Hi! Here, you will find some basic informations to get started with `subtools`. For more details, you can check the package documentation.

Subtools is a R package to read, write and manipulate subtitles in R. This then allows the full range of tools offered by the R ecosystem to be used for the analysis of subtitles.
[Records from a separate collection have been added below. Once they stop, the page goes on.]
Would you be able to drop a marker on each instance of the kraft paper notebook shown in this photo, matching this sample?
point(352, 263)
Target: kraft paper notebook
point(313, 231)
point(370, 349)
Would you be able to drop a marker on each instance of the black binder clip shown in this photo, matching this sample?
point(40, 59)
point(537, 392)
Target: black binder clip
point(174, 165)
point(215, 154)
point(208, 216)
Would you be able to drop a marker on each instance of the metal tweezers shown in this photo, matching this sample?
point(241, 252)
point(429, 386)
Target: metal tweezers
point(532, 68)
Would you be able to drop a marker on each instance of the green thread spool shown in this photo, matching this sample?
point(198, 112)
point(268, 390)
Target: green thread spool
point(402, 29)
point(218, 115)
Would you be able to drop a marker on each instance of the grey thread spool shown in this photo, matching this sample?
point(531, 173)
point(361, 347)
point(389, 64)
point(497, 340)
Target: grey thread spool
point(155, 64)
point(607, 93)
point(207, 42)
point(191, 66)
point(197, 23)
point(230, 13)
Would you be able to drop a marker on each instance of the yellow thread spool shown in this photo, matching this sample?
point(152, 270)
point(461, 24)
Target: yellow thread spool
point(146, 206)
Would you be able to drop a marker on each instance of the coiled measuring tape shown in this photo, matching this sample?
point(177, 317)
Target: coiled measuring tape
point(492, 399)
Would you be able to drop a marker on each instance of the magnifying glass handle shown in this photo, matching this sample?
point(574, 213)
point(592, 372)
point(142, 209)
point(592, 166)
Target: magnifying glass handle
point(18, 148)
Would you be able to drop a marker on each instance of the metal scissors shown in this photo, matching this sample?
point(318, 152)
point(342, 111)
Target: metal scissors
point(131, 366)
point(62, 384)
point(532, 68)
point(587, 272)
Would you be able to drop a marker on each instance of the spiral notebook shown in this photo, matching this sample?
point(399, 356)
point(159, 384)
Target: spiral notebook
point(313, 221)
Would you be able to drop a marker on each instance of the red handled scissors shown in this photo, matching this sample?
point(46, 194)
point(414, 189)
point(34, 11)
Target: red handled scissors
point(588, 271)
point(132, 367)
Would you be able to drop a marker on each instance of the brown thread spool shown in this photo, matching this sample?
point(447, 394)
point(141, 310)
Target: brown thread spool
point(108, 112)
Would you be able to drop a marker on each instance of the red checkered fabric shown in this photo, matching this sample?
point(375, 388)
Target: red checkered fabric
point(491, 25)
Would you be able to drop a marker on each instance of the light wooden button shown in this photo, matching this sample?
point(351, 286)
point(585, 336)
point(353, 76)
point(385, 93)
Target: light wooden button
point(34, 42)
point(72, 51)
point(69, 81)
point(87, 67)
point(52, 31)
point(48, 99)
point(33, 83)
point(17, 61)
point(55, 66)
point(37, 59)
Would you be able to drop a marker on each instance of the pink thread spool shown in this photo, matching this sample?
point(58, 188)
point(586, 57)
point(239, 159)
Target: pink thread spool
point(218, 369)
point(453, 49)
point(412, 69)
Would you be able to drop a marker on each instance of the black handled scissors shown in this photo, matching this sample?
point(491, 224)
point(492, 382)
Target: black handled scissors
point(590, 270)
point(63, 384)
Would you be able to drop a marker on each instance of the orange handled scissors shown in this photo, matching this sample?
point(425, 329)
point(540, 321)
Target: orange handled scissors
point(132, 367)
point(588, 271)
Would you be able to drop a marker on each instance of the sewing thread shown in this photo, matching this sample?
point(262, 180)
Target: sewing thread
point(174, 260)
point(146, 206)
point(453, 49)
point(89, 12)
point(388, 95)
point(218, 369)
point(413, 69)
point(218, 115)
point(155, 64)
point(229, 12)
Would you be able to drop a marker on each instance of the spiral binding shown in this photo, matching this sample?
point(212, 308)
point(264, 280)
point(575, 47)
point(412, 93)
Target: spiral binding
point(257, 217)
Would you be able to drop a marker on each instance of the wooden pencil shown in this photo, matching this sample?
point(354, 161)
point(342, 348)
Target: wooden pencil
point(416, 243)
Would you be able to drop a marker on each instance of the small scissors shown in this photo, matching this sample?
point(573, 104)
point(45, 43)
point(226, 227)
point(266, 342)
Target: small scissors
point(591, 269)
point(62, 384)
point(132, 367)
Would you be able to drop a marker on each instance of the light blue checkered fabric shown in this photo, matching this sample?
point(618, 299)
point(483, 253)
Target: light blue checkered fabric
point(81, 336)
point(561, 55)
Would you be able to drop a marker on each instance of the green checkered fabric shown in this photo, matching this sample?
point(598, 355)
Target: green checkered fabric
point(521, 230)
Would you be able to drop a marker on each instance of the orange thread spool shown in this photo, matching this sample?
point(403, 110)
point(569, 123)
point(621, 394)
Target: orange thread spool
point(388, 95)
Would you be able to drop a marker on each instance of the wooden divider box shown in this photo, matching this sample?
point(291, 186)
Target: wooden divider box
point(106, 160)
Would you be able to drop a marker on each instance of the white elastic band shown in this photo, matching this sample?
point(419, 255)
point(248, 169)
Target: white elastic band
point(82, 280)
With version `1.0`, `subtools` integrates the main principles of the tidyverse and integrates directly with `tidytext` for a tidy approach of subtitle text mining.

### Install
To install the package from Github you can use devtools:

    devtools::install_github("fkeck/subtools")


```{r}
library(subtools)
library(tidytext)
```


### Reading subtitles

The main goal of subtools is to provide a seamless way to import subtitle files directly into R. This task can be performed with the function `read_subtitles()`:


```{r, include = FALSE}
oss_file <- system.file("extdata", "ex_oss117.srt", package = "subtools")
rushmore_file <- system.file("extdata", "ex_rushmore.srt", package = "subtools")
bb_file <- system.file("extdata", "ex_breakingbad.srt", package = "subtools")

rushmore_sub <- read_subtitles(rushmore_file)
oss_sub <- read_subtitles(oss_file)
bb_sub <- read_subtitles(bb_file, metadata = data.frame(Name = "Breaking Bad", Season = 1, Episode = 1))

```

```{r, eval=FALSE}
rushmore_sub <- read_subtitles("ex_Rushmore.srt")
oss_sub <- read_subtitles("ex_OSS_117.srt")

```


```{r}
rushmore_sub

oss_sub
```

The function `read_subtitles()` returns an object of class `subtitles`. This is a simple `tibble` with at least four columns ("`ID`", "`Timecode_in`", "`Timecode_out`" and "`Text_content`").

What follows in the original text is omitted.